We wtorek członkowie Komisji Krajowej NSZZ „Solidarność”
z przewodniczącym związku Piotrem Dudą na czele
odpiłowali szlifierką napis „im. Lenina” znad
legendarnej bramy numer 2 Stoczni Gdańskiej. Napis ten
pojawił się w maju br. na potrzeby zdjęć do filmu
Andrzeja Wajdy o Lechu Wałęsie. Władze Gdańska
zadecydowały o tym, że zostanie już na stałe.
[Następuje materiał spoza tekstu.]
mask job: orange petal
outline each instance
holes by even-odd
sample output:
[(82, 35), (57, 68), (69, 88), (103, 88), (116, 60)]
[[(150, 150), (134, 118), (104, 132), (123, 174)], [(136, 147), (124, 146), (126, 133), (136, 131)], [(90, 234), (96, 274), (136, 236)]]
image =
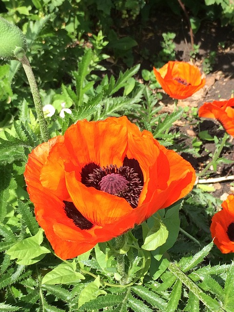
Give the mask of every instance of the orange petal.
[(83, 166), (92, 162), (101, 167), (121, 166), (127, 142), (126, 125), (122, 121), (126, 123), (127, 120), (126, 117), (100, 121), (84, 120), (71, 126), (64, 138), (72, 162)]
[[(87, 187), (77, 181), (75, 172), (65, 173), (67, 190), (79, 212), (93, 224), (99, 226), (110, 224), (130, 215), (133, 208), (124, 198), (93, 187)], [(129, 227), (134, 224), (129, 220)]]

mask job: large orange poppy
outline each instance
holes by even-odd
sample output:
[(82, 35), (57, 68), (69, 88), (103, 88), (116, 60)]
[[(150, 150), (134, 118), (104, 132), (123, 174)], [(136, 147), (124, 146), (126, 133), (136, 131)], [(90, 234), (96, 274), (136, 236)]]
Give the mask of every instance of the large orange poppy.
[(206, 102), (198, 111), (199, 117), (216, 119), (227, 132), (234, 136), (234, 98)]
[(176, 99), (191, 97), (206, 83), (198, 67), (186, 62), (170, 61), (154, 72), (166, 93)]
[(222, 207), (212, 218), (211, 235), (223, 254), (234, 253), (234, 195), (229, 195)]
[(125, 117), (78, 121), (33, 150), (24, 176), (37, 220), (62, 259), (170, 206), (195, 177), (189, 162)]

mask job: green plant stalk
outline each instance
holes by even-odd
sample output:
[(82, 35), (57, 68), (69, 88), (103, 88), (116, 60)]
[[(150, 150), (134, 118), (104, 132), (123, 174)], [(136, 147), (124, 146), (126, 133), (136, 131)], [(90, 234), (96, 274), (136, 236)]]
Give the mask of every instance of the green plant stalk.
[(42, 110), (42, 105), (35, 77), (28, 59), (25, 56), (24, 56), (22, 59), (20, 60), (20, 62), (21, 62), (23, 69), (24, 69), (29, 85), (30, 86), (31, 91), (32, 92), (33, 100), (35, 105), (36, 112), (39, 121), (42, 140), (44, 142), (47, 142), (49, 138), (49, 134), (48, 132), (46, 122), (44, 117), (44, 114)]
[[(124, 242), (124, 236), (121, 235), (116, 237), (116, 250), (119, 251)], [(124, 254), (117, 254), (116, 256), (117, 261), (117, 272), (121, 276), (119, 280), (120, 285), (124, 285), (128, 283), (127, 275), (125, 273), (125, 264), (124, 262)]]
[(219, 156), (222, 152), (222, 150), (225, 145), (226, 141), (227, 139), (229, 137), (229, 135), (226, 132), (225, 132), (224, 136), (223, 136), (223, 139), (220, 144), (220, 146), (216, 150), (214, 155), (214, 157), (212, 160), (208, 164), (208, 165), (204, 168), (204, 169), (200, 172), (199, 174), (197, 175), (197, 176), (201, 176), (205, 174), (207, 170), (209, 169), (209, 168), (215, 162), (217, 161), (217, 159), (219, 157)]
[(185, 236), (187, 236), (187, 237), (190, 238), (191, 240), (193, 240), (194, 242), (197, 244), (198, 246), (201, 246), (200, 242), (198, 241), (197, 239), (196, 239), (195, 237), (194, 237), (193, 236), (190, 235), (189, 233), (186, 232), (186, 231), (184, 231), (184, 230), (183, 230), (183, 229), (182, 229), (181, 228), (179, 228), (179, 231), (181, 232), (181, 233), (183, 233), (183, 234), (184, 234)]

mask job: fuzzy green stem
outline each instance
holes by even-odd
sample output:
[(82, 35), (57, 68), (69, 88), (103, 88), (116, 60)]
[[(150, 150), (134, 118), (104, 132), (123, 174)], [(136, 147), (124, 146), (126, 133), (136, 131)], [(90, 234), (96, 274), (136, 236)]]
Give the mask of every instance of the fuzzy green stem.
[(40, 99), (39, 90), (36, 81), (35, 77), (33, 72), (32, 67), (28, 61), (27, 57), (24, 56), (20, 60), (23, 69), (26, 73), (28, 80), (30, 86), (31, 91), (33, 95), (33, 100), (35, 105), (36, 111), (38, 116), (39, 124), (40, 125), (40, 132), (42, 139), (44, 142), (47, 142), (49, 138), (46, 122), (44, 117), (42, 110), (42, 105)]
[(217, 159), (219, 157), (221, 152), (222, 152), (222, 150), (225, 144), (226, 141), (227, 141), (228, 137), (229, 137), (229, 135), (225, 132), (219, 147), (214, 152), (212, 160), (207, 165), (207, 166), (204, 168), (202, 171), (197, 175), (197, 176), (203, 176), (207, 171), (207, 170), (208, 170), (210, 167), (212, 166), (213, 164), (214, 164), (215, 163), (215, 162), (217, 161)]
[[(116, 250), (119, 251), (123, 247), (124, 243), (124, 235), (121, 235), (116, 238)], [(124, 262), (124, 254), (117, 254), (116, 256), (117, 261), (117, 272), (121, 278), (119, 280), (120, 285), (124, 285), (128, 283), (127, 275), (125, 273), (125, 264)]]
[(187, 237), (190, 238), (191, 240), (193, 240), (194, 242), (195, 242), (195, 243), (197, 244), (198, 246), (201, 246), (200, 242), (199, 242), (197, 239), (196, 239), (195, 237), (194, 237), (193, 236), (190, 235), (189, 233), (186, 232), (186, 231), (184, 231), (184, 230), (183, 230), (183, 229), (181, 229), (181, 228), (179, 228), (179, 231), (181, 232), (181, 233), (183, 233), (183, 234), (184, 234), (185, 236), (187, 236)]

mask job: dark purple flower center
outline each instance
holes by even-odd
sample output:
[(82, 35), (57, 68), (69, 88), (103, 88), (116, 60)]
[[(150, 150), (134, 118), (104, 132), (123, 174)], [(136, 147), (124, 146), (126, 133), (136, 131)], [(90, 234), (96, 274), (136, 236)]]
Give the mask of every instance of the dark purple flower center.
[(67, 216), (72, 219), (73, 223), (81, 230), (89, 230), (94, 225), (87, 220), (77, 209), (71, 201), (63, 200), (64, 209)]
[(81, 182), (87, 187), (124, 198), (133, 208), (137, 206), (144, 184), (138, 161), (124, 158), (123, 166), (101, 167), (93, 162), (85, 165), (80, 173)]
[(234, 242), (234, 222), (232, 222), (228, 226), (227, 234), (229, 239), (231, 241)]
[(185, 79), (182, 79), (182, 78), (180, 78), (179, 77), (174, 78), (173, 79), (176, 80), (177, 82), (179, 82), (179, 83), (183, 84), (184, 86), (187, 86), (191, 85), (191, 84), (187, 82)]
[(98, 184), (100, 190), (112, 195), (117, 195), (127, 187), (128, 181), (125, 178), (118, 174), (111, 174), (105, 176)]
[[(138, 161), (125, 157), (123, 166), (116, 165), (101, 167), (94, 162), (85, 165), (80, 173), (81, 181), (87, 187), (121, 197), (133, 208), (137, 206), (144, 184), (143, 173)], [(94, 224), (87, 220), (72, 202), (63, 201), (67, 216), (81, 230), (89, 230)]]

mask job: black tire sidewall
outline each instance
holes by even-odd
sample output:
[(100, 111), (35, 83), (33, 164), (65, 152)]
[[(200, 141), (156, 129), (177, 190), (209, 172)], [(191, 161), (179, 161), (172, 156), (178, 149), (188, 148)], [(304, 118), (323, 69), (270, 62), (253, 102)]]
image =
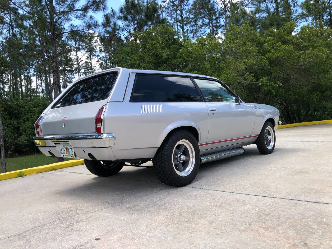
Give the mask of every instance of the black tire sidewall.
[(120, 163), (113, 168), (108, 169), (102, 165), (100, 161), (84, 159), (85, 166), (91, 173), (96, 176), (107, 177), (118, 174), (123, 167), (123, 164)]
[[(265, 130), (268, 126), (271, 126), (272, 128), (273, 135), (274, 136), (274, 142), (273, 144), (273, 147), (271, 149), (268, 149), (266, 147), (266, 144), (265, 144)], [(276, 132), (275, 131), (273, 125), (271, 122), (267, 122), (264, 124), (263, 127), (262, 128), (262, 130), (261, 131), (261, 133), (259, 133), (259, 135), (257, 138), (256, 145), (258, 150), (262, 154), (265, 155), (270, 154), (273, 152), (274, 150), (274, 147), (276, 146)]]
[[(173, 165), (173, 151), (175, 145), (179, 141), (182, 139), (186, 139), (190, 142), (195, 153), (195, 163), (194, 168), (189, 175), (185, 176), (181, 176), (176, 173)], [(164, 181), (163, 179), (161, 179), (160, 176), (158, 176), (158, 174), (157, 174), (159, 180), (168, 185), (178, 187), (187, 185), (194, 180), (199, 169), (200, 157), (199, 147), (197, 141), (191, 133), (186, 130), (176, 132), (175, 133), (170, 135), (168, 139), (166, 139), (159, 149), (162, 151), (160, 151), (159, 152), (162, 152), (163, 150), (166, 151), (165, 156), (162, 159), (162, 163), (166, 165), (166, 167), (163, 168), (168, 172), (167, 175), (170, 176), (171, 178), (167, 179), (168, 181)], [(159, 167), (160, 166), (154, 166)], [(170, 183), (173, 183), (170, 184)]]

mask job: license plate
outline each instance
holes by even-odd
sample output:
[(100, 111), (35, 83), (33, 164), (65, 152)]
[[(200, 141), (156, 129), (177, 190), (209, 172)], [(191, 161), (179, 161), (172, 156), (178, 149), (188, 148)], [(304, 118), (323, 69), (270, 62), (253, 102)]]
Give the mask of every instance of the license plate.
[(74, 148), (67, 143), (60, 144), (60, 153), (62, 157), (73, 158), (75, 157), (74, 153)]

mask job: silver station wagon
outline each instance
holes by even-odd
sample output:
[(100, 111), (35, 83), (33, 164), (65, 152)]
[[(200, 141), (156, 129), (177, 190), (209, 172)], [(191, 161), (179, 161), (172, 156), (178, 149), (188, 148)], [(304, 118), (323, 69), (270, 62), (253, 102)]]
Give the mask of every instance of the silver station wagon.
[(100, 176), (152, 160), (162, 182), (181, 186), (201, 163), (242, 154), (244, 145), (272, 153), (279, 117), (214, 78), (116, 68), (66, 88), (36, 122), (34, 140), (46, 156), (84, 159)]

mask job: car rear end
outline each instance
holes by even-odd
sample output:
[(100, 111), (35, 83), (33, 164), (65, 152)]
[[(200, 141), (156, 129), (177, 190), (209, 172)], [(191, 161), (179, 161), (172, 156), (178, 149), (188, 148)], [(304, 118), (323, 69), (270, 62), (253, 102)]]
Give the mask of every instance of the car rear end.
[(110, 102), (123, 101), (130, 70), (116, 68), (76, 81), (35, 124), (35, 143), (49, 156), (113, 160), (115, 135), (104, 132)]

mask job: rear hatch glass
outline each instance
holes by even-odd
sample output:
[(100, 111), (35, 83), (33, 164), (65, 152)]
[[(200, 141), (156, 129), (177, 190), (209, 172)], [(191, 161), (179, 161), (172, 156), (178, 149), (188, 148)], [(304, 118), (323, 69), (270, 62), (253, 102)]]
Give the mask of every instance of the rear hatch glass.
[(118, 73), (98, 76), (76, 83), (52, 107), (104, 99), (111, 93)]

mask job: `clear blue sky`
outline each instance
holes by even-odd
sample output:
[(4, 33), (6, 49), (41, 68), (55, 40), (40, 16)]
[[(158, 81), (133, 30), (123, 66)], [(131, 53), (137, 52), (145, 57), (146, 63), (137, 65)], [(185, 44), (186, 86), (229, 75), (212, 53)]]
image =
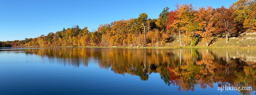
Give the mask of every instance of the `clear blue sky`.
[(142, 13), (156, 18), (164, 8), (192, 3), (197, 8), (226, 7), (237, 0), (8, 0), (0, 3), (0, 41), (23, 40), (74, 25), (88, 30), (115, 21), (137, 18)]

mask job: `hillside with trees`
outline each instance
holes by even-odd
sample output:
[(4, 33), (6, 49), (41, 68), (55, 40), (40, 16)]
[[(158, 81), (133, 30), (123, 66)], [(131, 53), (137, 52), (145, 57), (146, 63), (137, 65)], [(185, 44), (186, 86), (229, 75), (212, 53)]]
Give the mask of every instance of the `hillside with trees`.
[(142, 13), (137, 18), (100, 24), (96, 31), (77, 25), (34, 38), (0, 41), (0, 47), (154, 47), (176, 41), (180, 47), (196, 46), (200, 42), (208, 47), (219, 38), (225, 39), (223, 44), (228, 44), (231, 37), (256, 32), (255, 1), (239, 0), (228, 8), (216, 9), (186, 4), (175, 7), (171, 11), (164, 8), (157, 19)]

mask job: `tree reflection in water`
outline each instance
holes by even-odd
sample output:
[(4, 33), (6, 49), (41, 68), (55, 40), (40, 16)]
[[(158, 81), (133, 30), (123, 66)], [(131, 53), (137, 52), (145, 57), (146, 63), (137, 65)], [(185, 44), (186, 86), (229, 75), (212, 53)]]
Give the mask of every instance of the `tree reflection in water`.
[(179, 91), (213, 88), (217, 83), (218, 87), (252, 87), (252, 91), (240, 92), (248, 94), (256, 87), (256, 51), (253, 50), (67, 48), (26, 52), (76, 67), (93, 62), (100, 68), (139, 76), (143, 81), (158, 73), (166, 84), (178, 86)]

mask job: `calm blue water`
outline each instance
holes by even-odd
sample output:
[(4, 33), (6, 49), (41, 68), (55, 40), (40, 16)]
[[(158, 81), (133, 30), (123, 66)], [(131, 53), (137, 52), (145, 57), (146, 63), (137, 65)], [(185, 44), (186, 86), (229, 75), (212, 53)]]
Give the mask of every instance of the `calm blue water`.
[[(8, 49), (0, 49), (1, 95), (241, 94), (236, 91), (220, 92), (217, 87), (223, 83), (238, 84), (239, 81), (243, 81), (240, 78), (242, 77), (248, 79), (244, 81), (248, 85), (243, 85), (254, 89), (256, 84), (255, 79), (251, 78), (256, 77), (253, 73), (256, 72), (255, 64), (248, 61), (254, 59), (244, 60), (248, 58), (246, 56), (256, 56), (243, 51), (233, 53), (228, 50), (228, 63), (231, 65), (220, 69), (207, 64), (214, 65), (215, 62), (222, 64), (214, 58), (219, 56), (221, 58), (220, 60), (226, 62), (226, 50)], [(223, 55), (222, 51), (225, 51)], [(254, 51), (250, 52), (252, 52)], [(202, 54), (206, 52), (215, 55)], [(245, 58), (233, 54), (237, 53), (245, 55)], [(234, 61), (238, 58), (244, 59)], [(204, 58), (209, 63), (198, 63)], [(206, 69), (207, 65), (210, 66)], [(241, 70), (237, 66), (247, 69)], [(228, 74), (225, 69), (228, 68)], [(175, 68), (177, 71), (174, 71)], [(226, 74), (217, 73), (216, 69), (223, 70)], [(245, 73), (247, 69), (251, 75)], [(203, 70), (206, 71), (202, 73)], [(237, 73), (244, 75), (239, 76)], [(235, 79), (220, 79), (223, 75)], [(204, 87), (200, 86), (204, 85)], [(245, 93), (255, 93), (254, 89)]]

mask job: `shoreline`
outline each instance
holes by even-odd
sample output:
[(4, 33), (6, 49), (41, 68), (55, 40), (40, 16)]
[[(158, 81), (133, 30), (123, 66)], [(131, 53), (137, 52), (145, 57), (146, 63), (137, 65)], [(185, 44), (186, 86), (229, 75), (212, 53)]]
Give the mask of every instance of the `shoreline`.
[[(3, 48), (4, 47), (2, 47)], [(5, 47), (4, 48), (156, 48), (156, 49), (179, 49), (179, 48), (195, 48), (195, 49), (256, 49), (256, 47), (190, 47), (184, 46), (179, 47), (100, 47), (100, 46), (60, 46), (60, 47)]]

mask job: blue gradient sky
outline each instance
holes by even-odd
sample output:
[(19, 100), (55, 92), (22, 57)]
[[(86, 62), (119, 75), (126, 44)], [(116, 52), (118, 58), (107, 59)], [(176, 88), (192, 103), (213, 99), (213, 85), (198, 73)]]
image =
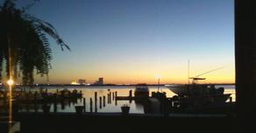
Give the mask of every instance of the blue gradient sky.
[[(30, 0), (22, 0), (25, 5)], [(28, 12), (51, 23), (70, 46), (53, 43), (50, 81), (234, 82), (233, 0), (41, 0)]]

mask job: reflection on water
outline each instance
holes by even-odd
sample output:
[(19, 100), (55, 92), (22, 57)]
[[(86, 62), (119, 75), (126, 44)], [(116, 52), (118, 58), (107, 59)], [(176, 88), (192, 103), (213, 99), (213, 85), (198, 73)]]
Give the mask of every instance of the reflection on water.
[[(231, 94), (231, 97), (233, 102), (235, 101), (235, 87), (234, 86), (222, 86), (225, 88), (225, 94)], [(217, 88), (220, 88), (220, 86), (217, 86)], [(60, 87), (49, 87), (49, 93), (55, 93), (57, 89), (61, 90), (63, 88)], [(117, 96), (128, 96), (129, 91), (132, 90), (132, 95), (134, 95), (135, 87), (68, 87), (66, 88), (69, 90), (77, 89), (78, 91), (82, 91), (83, 94), (83, 98), (85, 98), (86, 102), (86, 112), (121, 112), (121, 106), (128, 103), (130, 105), (130, 112), (131, 113), (139, 113), (144, 114), (144, 106), (139, 103), (135, 103), (134, 101), (115, 101), (113, 97), (113, 94), (117, 92)], [(149, 86), (150, 96), (152, 92), (156, 92), (158, 90), (158, 87)], [(166, 92), (167, 97), (172, 97), (174, 94), (170, 91), (166, 87), (160, 87), (160, 91)], [(95, 102), (95, 93), (97, 93), (97, 100), (96, 104)], [(108, 99), (108, 94), (111, 93), (111, 97)], [(90, 99), (91, 102), (90, 102)], [(57, 105), (57, 112), (75, 112), (75, 106), (82, 106), (83, 101), (82, 99), (78, 99), (75, 102), (63, 102), (63, 103), (58, 103)], [(91, 107), (91, 108), (90, 108)], [(54, 111), (54, 105), (51, 105), (50, 111)], [(31, 109), (32, 110), (32, 109)], [(22, 110), (26, 111), (26, 110)], [(41, 110), (39, 110), (40, 112)]]

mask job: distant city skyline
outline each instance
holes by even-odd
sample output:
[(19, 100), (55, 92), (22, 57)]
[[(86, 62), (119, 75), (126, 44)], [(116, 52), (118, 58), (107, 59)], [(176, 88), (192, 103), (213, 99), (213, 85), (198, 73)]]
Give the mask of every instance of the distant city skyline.
[[(18, 6), (31, 0), (18, 1)], [(1, 3), (2, 4), (2, 3)], [(70, 83), (98, 77), (104, 83), (233, 83), (234, 11), (232, 0), (44, 0), (28, 12), (51, 23), (70, 48), (53, 42), (49, 81)]]

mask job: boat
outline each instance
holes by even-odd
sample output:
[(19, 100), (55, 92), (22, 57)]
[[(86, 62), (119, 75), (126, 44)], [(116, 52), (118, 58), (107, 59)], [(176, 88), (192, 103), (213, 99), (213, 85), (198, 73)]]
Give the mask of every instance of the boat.
[(213, 84), (198, 84), (197, 80), (205, 78), (190, 78), (192, 84), (166, 86), (173, 93), (174, 100), (184, 106), (204, 106), (224, 103), (231, 94), (224, 94), (224, 88), (215, 88)]
[(148, 98), (149, 89), (146, 84), (137, 84), (134, 91), (135, 99)]

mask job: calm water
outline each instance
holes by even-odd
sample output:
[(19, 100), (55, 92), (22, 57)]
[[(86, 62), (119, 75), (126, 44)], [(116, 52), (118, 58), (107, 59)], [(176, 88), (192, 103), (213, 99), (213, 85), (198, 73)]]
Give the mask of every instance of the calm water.
[[(224, 87), (224, 93), (225, 94), (231, 94), (231, 97), (233, 101), (235, 101), (235, 86), (216, 86), (217, 88)], [(63, 88), (58, 88), (58, 87), (49, 87), (48, 92), (50, 93), (55, 93), (56, 89), (62, 90)], [(108, 94), (110, 92), (117, 92), (118, 96), (128, 96), (129, 95), (129, 90), (132, 90), (132, 94), (135, 90), (135, 87), (66, 87), (66, 88), (68, 88), (69, 90), (77, 89), (78, 91), (82, 90), (83, 94), (83, 97), (86, 99), (86, 112), (90, 111), (89, 108), (89, 99), (92, 98), (93, 100), (93, 108), (92, 111), (96, 111), (96, 106), (95, 106), (95, 92), (97, 92), (97, 106), (96, 106), (96, 112), (121, 112), (120, 107), (124, 104), (129, 104), (130, 105), (130, 112), (131, 113), (139, 113), (139, 114), (144, 114), (144, 108), (141, 104), (136, 104), (134, 101), (132, 101), (132, 102), (129, 102), (129, 101), (117, 101), (115, 102), (111, 97), (111, 102), (107, 102), (107, 97)], [(152, 92), (156, 92), (158, 90), (158, 87), (155, 86), (149, 86), (150, 90), (150, 95)], [(166, 92), (167, 97), (172, 97), (174, 95), (174, 94), (170, 91), (166, 87), (160, 87), (160, 91)], [(106, 102), (105, 106), (103, 106), (103, 103), (102, 103), (102, 106), (100, 106), (99, 103), (99, 97), (105, 96), (106, 97)], [(111, 95), (112, 96), (112, 95)], [(58, 112), (75, 112), (75, 106), (81, 105), (82, 106), (83, 102), (82, 100), (78, 99), (76, 103), (65, 103), (65, 106), (61, 106), (60, 104), (57, 105), (57, 111)], [(25, 111), (25, 110), (23, 110)], [(39, 110), (41, 111), (41, 110)], [(53, 105), (51, 105), (51, 112), (53, 112)]]

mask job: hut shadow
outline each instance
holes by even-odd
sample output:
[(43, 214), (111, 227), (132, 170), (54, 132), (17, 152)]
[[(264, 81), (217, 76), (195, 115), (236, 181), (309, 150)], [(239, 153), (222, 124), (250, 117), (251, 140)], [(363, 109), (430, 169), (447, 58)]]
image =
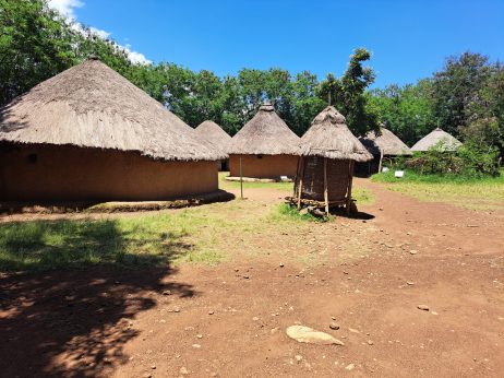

W akcji związkowców udział wziął Bogdan
Orłowski, przewodniczący NSZZ „Solidarność” Zagłębia
Miedziowego. Jego zdaniem decyzja władz Gdańska hańbi
pamięć zamordowanych przed 42 laty stoczniowców i
lekceważy ludzi walczących z komunizmem. - Jak można
taki napis zostawić w miejscu, które jest kolebką
„Solidarności”? W naszym kraju symbole nazizmu i
komunizmu są przecież zakazane. To może w ramach
„poszanowania” historii przywróćmy Katowicom nazwę
Stalinogród, a placom i ulicom naszych miast imię Adolfa
Hitlera! – bulwersuje się Bogdan Orłowski.